S&P BSE SENSEX increased by 9.4% on a total return basis in the month of August-21. After trailing on a YTD basis till last month, it has hurriedly overtaken its developed market peers such as S&P 500 & Dow Jones Industrial Average Index, with a stupendous move this month. It has had a large outperformance of 6.8% vs MSCI Emerging Market Index too.

After a long hiatus, the broader market has underperformed vs. Sensex this month. The S&P BSE Midcap Index appreciated by 3.42% and the S&P BSE Smallcap Index rose by 0.63%. With this month’s performance, the Midcap & the Smallcap index have given the return of 33.91% & 49.6%. on a YTD basis.
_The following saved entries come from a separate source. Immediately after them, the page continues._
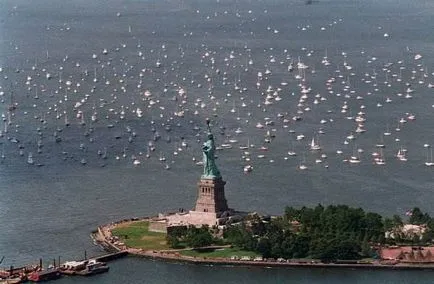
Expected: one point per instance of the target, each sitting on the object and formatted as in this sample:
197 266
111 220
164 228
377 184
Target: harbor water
104 106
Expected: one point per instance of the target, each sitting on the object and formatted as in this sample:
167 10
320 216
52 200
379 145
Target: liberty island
214 234
82 91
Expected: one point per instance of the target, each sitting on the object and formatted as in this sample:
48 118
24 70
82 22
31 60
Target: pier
30 271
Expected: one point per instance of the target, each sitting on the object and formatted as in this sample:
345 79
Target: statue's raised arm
210 169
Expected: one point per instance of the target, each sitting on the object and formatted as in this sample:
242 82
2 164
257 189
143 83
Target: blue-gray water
50 210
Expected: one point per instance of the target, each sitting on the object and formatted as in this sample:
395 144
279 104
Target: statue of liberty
210 170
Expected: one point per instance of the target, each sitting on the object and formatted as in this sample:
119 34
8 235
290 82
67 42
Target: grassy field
137 235
225 253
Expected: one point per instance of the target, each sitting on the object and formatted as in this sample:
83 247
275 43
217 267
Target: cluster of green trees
335 232
325 233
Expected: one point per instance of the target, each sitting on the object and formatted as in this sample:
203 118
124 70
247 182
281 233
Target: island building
211 205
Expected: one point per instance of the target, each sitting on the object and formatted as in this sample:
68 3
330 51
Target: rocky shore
103 237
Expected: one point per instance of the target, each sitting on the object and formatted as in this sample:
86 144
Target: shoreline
102 236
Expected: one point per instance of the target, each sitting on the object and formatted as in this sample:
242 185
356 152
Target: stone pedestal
211 196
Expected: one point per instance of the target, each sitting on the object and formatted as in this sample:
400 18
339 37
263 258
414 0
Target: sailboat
302 166
314 146
30 159
429 163
380 160
401 155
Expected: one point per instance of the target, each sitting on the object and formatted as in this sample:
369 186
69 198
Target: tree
418 217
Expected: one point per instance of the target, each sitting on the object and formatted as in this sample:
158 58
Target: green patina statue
210 170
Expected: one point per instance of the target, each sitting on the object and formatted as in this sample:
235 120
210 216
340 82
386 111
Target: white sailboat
314 146
30 160
429 162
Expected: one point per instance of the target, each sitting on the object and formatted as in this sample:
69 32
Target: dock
22 273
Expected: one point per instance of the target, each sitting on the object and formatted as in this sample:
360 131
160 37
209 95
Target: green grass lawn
225 253
137 235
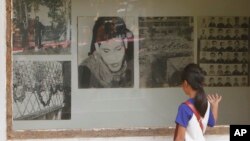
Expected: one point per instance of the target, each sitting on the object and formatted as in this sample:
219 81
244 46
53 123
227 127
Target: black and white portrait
41 27
41 90
224 54
105 52
165 47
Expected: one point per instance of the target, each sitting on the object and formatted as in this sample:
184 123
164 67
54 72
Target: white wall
2 72
157 107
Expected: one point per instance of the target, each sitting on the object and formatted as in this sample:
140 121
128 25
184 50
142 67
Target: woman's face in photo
112 52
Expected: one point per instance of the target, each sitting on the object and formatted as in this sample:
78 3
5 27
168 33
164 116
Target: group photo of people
40 90
41 27
223 50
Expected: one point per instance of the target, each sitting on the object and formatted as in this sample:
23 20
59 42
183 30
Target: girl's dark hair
106 28
194 75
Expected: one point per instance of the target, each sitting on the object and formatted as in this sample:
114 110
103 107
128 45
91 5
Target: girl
188 127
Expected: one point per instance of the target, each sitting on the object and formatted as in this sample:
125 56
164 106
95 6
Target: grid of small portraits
223 50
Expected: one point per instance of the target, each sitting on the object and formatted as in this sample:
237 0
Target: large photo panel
223 50
105 52
166 46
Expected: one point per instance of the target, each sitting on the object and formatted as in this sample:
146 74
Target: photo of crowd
41 90
223 50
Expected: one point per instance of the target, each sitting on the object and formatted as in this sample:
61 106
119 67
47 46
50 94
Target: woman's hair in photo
194 75
106 28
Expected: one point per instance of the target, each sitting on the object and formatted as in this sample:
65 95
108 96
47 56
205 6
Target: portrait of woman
109 63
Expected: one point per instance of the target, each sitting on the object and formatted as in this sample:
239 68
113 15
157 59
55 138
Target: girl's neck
192 94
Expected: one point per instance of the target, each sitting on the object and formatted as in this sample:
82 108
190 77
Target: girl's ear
185 84
125 42
97 49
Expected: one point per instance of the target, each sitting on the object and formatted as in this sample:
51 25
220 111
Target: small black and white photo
41 27
41 90
166 46
225 51
105 52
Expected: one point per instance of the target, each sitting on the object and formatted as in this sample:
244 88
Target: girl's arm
214 100
179 134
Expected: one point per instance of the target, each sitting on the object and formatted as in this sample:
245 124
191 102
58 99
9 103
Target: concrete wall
146 107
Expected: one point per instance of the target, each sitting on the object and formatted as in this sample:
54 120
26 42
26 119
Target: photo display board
223 50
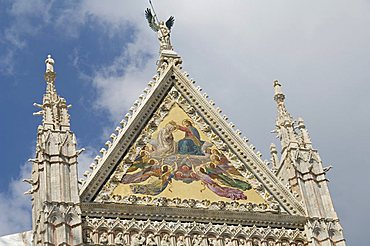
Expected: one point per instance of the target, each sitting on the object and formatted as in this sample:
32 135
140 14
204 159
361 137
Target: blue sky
105 54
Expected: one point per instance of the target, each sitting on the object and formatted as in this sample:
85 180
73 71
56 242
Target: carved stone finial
278 95
162 28
274 157
49 64
305 137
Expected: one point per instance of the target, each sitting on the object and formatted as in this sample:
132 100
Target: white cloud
84 160
15 207
320 51
235 49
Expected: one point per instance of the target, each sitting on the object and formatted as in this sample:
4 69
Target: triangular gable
138 167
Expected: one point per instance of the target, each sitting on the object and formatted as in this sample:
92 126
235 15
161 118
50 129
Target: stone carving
150 240
256 242
212 242
87 236
197 240
49 64
165 240
180 241
228 242
163 29
119 240
103 238
137 240
241 242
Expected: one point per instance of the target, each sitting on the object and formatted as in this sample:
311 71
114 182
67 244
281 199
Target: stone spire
301 169
284 122
56 215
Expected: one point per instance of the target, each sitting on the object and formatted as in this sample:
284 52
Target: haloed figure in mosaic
191 144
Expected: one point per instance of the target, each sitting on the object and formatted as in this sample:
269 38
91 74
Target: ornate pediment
176 150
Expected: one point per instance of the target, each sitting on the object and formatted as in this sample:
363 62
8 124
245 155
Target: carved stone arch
256 240
150 230
271 240
241 239
284 241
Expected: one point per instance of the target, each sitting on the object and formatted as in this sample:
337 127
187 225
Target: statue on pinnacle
162 28
49 64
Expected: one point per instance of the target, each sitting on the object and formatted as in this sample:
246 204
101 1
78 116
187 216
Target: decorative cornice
123 211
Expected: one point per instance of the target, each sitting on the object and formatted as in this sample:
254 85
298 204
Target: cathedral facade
177 173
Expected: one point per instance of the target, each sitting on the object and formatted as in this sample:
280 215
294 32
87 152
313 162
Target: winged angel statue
163 29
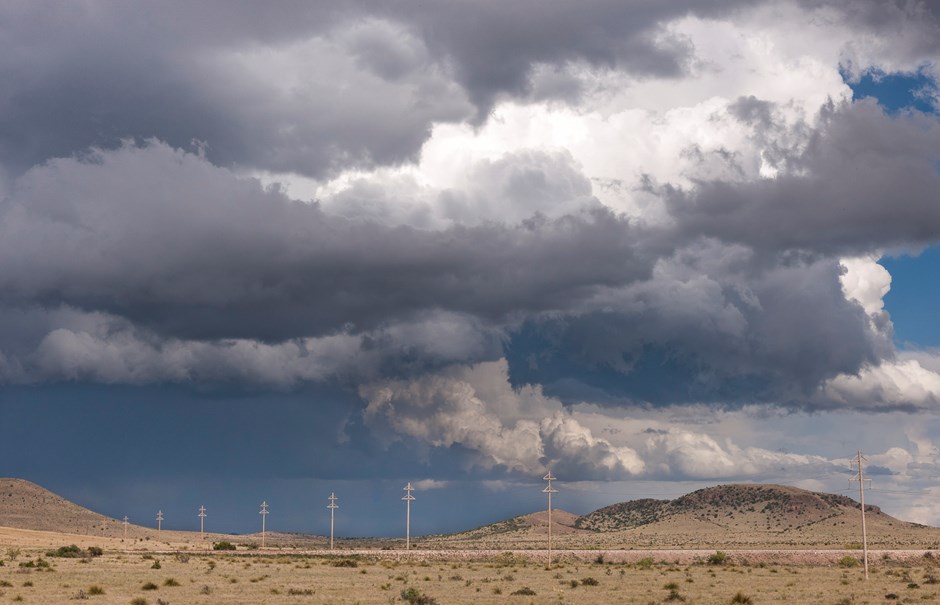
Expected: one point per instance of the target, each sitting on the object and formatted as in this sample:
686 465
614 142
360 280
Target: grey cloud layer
167 240
306 87
194 272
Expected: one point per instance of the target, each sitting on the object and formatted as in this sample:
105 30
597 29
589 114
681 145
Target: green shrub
345 563
719 558
848 561
415 597
69 552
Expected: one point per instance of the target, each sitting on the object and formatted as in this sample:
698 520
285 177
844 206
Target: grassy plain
163 578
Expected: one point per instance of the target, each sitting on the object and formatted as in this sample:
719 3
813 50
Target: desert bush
415 597
69 552
345 563
848 561
300 591
674 596
718 558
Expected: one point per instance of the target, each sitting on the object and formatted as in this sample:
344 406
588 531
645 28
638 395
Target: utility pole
408 499
264 514
202 521
860 477
332 506
549 490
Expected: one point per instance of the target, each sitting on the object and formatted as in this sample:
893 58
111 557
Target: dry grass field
135 577
777 545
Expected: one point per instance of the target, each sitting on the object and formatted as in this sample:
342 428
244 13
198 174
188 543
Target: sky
272 253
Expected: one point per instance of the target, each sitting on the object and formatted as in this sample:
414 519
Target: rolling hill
728 516
733 516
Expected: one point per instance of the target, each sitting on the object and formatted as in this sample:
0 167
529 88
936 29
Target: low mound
25 505
763 507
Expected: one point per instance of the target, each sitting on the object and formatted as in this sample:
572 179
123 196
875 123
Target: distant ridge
766 507
733 516
25 505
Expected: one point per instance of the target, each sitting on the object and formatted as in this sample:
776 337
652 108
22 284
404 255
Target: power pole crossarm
202 521
332 506
408 498
549 490
264 514
860 477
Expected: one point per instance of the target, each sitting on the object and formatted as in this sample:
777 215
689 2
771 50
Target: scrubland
138 577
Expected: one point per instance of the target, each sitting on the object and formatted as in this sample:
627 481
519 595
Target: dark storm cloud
863 181
305 87
710 325
169 241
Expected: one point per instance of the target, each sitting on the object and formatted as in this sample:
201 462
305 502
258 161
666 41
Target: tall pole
861 497
549 490
408 498
264 514
332 506
202 521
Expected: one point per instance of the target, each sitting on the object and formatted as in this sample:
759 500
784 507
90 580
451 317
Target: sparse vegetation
718 558
848 561
416 597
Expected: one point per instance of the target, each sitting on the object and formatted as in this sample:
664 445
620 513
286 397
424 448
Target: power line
860 477
408 498
264 514
549 490
202 520
332 506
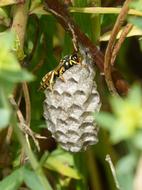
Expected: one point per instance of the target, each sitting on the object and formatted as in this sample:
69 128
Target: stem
103 10
20 17
93 172
107 62
34 163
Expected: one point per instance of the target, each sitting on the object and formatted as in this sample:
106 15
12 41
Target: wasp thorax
69 108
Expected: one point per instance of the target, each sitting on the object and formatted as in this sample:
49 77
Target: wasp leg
62 78
51 82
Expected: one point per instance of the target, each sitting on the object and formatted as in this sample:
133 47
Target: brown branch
107 62
63 17
23 126
118 45
27 102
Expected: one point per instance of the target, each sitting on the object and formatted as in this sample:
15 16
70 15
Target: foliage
21 69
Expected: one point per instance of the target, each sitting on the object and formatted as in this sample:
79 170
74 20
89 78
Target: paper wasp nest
69 108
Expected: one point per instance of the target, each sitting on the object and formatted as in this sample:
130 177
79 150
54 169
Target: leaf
5 111
63 156
137 4
13 181
137 21
32 180
125 171
7 2
106 120
137 140
60 167
135 31
10 69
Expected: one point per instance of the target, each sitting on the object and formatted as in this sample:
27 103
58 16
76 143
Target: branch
107 62
123 36
63 17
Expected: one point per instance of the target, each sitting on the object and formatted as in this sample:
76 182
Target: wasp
49 79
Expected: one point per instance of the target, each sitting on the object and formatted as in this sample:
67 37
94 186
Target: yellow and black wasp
49 79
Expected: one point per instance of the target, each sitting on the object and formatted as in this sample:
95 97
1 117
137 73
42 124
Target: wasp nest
69 108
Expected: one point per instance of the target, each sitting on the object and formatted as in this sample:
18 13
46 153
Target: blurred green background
120 119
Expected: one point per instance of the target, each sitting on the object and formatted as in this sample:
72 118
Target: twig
70 27
27 102
10 2
123 36
108 159
107 62
98 57
33 161
138 175
23 126
20 17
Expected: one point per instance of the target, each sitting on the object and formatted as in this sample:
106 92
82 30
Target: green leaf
125 171
137 21
135 96
4 117
10 69
137 140
106 120
5 110
62 168
13 181
63 156
32 180
136 4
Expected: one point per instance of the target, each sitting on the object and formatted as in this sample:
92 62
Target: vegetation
34 36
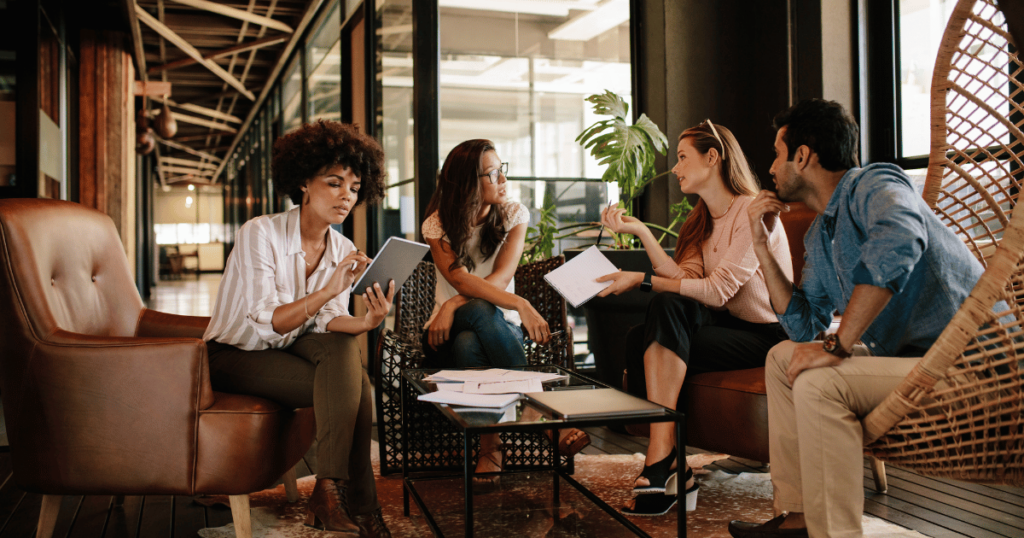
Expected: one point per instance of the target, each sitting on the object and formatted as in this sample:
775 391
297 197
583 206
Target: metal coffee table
475 423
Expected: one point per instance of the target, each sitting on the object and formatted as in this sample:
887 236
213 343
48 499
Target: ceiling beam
307 17
189 171
201 110
238 13
188 150
259 43
136 38
187 162
177 41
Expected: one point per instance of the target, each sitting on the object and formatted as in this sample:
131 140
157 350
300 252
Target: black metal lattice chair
437 444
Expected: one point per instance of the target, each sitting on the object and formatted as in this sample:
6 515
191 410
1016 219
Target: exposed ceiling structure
218 57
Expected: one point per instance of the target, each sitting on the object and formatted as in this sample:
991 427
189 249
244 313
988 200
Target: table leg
468 460
555 460
681 504
404 449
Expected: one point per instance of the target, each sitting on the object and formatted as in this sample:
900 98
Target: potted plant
630 153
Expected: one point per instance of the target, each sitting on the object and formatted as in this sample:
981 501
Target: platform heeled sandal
672 488
657 476
491 483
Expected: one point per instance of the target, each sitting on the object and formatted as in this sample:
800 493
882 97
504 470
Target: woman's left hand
378 304
345 273
622 282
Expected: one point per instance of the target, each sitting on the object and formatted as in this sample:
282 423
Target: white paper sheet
461 399
577 280
503 387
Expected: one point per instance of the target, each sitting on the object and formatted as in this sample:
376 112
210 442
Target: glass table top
523 414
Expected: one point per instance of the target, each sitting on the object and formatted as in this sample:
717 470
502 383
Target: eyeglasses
503 170
715 132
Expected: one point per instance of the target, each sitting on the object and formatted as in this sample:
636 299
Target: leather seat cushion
247 443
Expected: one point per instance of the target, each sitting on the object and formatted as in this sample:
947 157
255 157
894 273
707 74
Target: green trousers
323 371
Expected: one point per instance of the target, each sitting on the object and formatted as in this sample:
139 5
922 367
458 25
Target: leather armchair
102 396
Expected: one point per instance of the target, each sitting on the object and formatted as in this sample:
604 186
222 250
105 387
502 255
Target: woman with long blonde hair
712 312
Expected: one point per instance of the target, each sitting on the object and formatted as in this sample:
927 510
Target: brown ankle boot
372 525
328 508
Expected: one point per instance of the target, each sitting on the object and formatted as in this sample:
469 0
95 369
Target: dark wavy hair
737 175
457 201
824 127
301 155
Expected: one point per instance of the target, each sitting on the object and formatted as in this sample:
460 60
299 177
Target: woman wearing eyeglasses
476 236
712 311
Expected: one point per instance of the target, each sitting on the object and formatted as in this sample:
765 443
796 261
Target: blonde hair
736 174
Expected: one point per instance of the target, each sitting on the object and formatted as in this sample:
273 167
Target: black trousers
707 340
320 370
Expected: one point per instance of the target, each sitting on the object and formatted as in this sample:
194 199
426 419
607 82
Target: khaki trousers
816 439
320 370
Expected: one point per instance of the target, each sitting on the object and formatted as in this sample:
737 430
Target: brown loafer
767 530
372 525
328 508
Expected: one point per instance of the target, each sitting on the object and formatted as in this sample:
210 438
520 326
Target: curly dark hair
302 154
825 127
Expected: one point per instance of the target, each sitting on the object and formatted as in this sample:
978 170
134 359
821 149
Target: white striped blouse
265 270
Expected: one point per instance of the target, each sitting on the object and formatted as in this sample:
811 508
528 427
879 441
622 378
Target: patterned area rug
522 505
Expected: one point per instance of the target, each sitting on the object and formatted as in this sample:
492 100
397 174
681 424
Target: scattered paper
492 375
503 387
461 399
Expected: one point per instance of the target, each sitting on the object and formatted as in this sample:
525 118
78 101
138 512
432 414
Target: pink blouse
725 274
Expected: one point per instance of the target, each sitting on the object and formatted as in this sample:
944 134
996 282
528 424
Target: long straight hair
457 201
736 174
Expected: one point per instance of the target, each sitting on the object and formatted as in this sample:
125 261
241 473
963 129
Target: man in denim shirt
877 254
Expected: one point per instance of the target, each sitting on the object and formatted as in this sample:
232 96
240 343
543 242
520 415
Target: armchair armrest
153 323
78 403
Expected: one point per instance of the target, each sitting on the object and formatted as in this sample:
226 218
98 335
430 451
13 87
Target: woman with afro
281 327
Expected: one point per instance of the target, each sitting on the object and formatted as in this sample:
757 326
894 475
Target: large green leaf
628 150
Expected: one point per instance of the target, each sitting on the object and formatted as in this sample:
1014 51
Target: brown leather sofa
728 411
102 396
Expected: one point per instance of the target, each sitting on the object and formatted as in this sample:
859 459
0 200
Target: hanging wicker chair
960 414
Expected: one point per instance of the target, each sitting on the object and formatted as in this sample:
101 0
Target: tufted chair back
68 271
102 396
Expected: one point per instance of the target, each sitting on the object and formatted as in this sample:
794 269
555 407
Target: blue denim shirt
877 230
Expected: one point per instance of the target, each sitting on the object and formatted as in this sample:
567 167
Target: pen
601 233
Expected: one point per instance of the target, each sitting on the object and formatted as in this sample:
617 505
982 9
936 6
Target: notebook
577 280
597 403
396 260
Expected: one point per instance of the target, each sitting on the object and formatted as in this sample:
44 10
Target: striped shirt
726 274
267 269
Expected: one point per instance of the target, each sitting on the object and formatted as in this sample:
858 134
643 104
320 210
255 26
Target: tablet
396 260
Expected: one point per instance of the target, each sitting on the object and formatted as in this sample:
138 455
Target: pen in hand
601 233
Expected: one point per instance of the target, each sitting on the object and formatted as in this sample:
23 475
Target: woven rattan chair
435 443
960 413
Quantum Long Term Equity Value Fund saw a 3.98% appreciation in its NAV in the month of August 2021. This compares to a 7.43% appreciation in its benchmark S&P BSE 200. Cash in the scheme stood at approximately 7.3% at the end of the month. Some of the benchmark heavyweights which the fund doesn’t own or have an underweight vis à vis the benchmark moved up sharply resulting in underperformance this month. Our portfolio remains positioned towards cyclical like large financials, select commodities & consumer discretionary. We are sticking to names that are market leaders in their respective domains, have capable management & strong balance sheets.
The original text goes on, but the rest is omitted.